I have been dealing with this issue for quite some time...not specifically the Pope's eternal state, but what exactly is saving faith? What exactly is true orthodoxy?

From my research so far I have to say it is the ecumenical creeds which define orthodoxy.

Dr. McMahon (or anyone else), I love the reformed faith, it has literally saved my life. 

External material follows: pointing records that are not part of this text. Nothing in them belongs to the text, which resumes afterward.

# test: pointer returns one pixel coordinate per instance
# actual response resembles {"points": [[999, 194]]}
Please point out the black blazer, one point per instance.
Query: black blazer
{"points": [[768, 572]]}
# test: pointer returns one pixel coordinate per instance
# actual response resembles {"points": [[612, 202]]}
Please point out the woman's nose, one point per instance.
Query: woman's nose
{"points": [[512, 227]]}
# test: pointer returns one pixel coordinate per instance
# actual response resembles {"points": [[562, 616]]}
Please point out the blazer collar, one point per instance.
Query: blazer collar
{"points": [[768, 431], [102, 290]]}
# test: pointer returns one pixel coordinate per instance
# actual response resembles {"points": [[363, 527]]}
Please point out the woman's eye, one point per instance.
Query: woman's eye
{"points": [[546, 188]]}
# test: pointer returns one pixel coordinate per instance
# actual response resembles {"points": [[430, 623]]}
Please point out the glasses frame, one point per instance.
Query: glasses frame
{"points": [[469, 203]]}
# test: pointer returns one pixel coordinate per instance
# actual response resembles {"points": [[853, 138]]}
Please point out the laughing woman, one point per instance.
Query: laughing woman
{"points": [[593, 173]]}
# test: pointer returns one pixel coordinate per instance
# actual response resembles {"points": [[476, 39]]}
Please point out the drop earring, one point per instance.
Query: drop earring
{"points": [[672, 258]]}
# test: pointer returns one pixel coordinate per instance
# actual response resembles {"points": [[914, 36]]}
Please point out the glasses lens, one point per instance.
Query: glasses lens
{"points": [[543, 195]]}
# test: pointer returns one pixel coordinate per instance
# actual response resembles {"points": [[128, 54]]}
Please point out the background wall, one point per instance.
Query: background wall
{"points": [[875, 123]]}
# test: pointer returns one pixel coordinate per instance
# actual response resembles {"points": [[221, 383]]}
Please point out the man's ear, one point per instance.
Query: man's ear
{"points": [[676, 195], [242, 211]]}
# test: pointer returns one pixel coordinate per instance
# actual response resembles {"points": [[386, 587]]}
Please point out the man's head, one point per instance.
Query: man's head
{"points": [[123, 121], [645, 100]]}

If the creeds are the standard of orthodoxy, as the reformed position states, how is Rome unchristian and John Paul in hell...does not the Catholic church affirm the ecumenical creeds?..please help.


----------



## Scott Bushey

> _Originally posted by Consistent_
> hmmm.... I have had the opportunity to meet Steve and admit he is a delightful man. With that said, I have never been a big fan of his preaching style. There, one up and one down..
> 
> I have been dealing with this issue for quite some time...not specifically the Pope's eternal state, but what exactly is saving faith? What exactly is true orthodoxy?
> 
> From my research so far I have to say it is the ecumenical creeds which define orthodoxy.
> 
> Dr. McMahon (or anyone else), I love the reformed faith, it has literally saved my life.
> 
> If the creeds are the standard of orthodoxy, as the reformed position states, how is Rome unchristian and John Paul in hell...does not the Catholic church affirm the ecumenical creeds?..please help.



They subscribe to the Apostles Creed..............however, it all depends upon how one defines what they subscribe to.


----------



## Consistent

> _Originally posted by Scott Bushey_
> 
> 
> 
> _Originally posted by Consistent_
> hmmm.... I have had the opportunity to meet Steve and admit he is a delightful man. With that said, I have never been a big fan of his preaching style. There, one up and one down..
> 
> I have been dealing with this issue for quite some time...not specifically the Pope's eternal state, but what exactly is saving faith? What exactly is true orthodoxy?
> 
> From my research so far I have to say it is the ecumenical creeds which define orthodoxy.
> 
> Dr. McMahon (or anyone else), I love the reformed faith, it has literally saved my life.
> 
> If the creeds are the standard of orthodoxy, as the reformed position states, how is Rome unchristian and John Paul in hell...does not the Catholic church affirm the ecumenical creeds?..please help.
> 
> 
> 
> 
> They subscribe to the Apostles Creed..............however, it all depends upon how one defines what they subscribe to.
Click to expand...


Yes sir, I have run into this before, debating on the interpretation of the apostle's creed. So how do we demonstrate that our interpretation is the orthodox one? Do we then appeal to the confessions? So then we define historic Christian orthodoxy by the interpretation of the Scriptures by the ecumenical creeds AND the reformed confessions? Am I understanding, or is my young age showing through?


----------



## fredtgreco

John,

I think it is not that the ecumenical creeds are wrong or unhelpful; they are extremely helpful.

The difficulty with the Apostles Creed (if in its context you could call it a difficulty) is that it is insufficient. After all, it really has no statement at all on how man is justified before God. Not that it is not reformed; it simply does not address the matter.

One important thing to understand about creeds and confessions, is that they are not written in a vacuum. Their writers don't simply sit down and say, _"I think I'll write down everything that the Bible says."_ Rather, they are written in the context of controversy. That is why different creeds and confessions address different issues.

I would argue that the minimum understanding for orthodoxy is the ecumenical creeds (God, the Trinity, the Person of Christ) and a rudimentary understanding of salvation by grace. Within that rudimentary understanding, I include Arminians. Romanists have a deeply flawed soteriology.


----------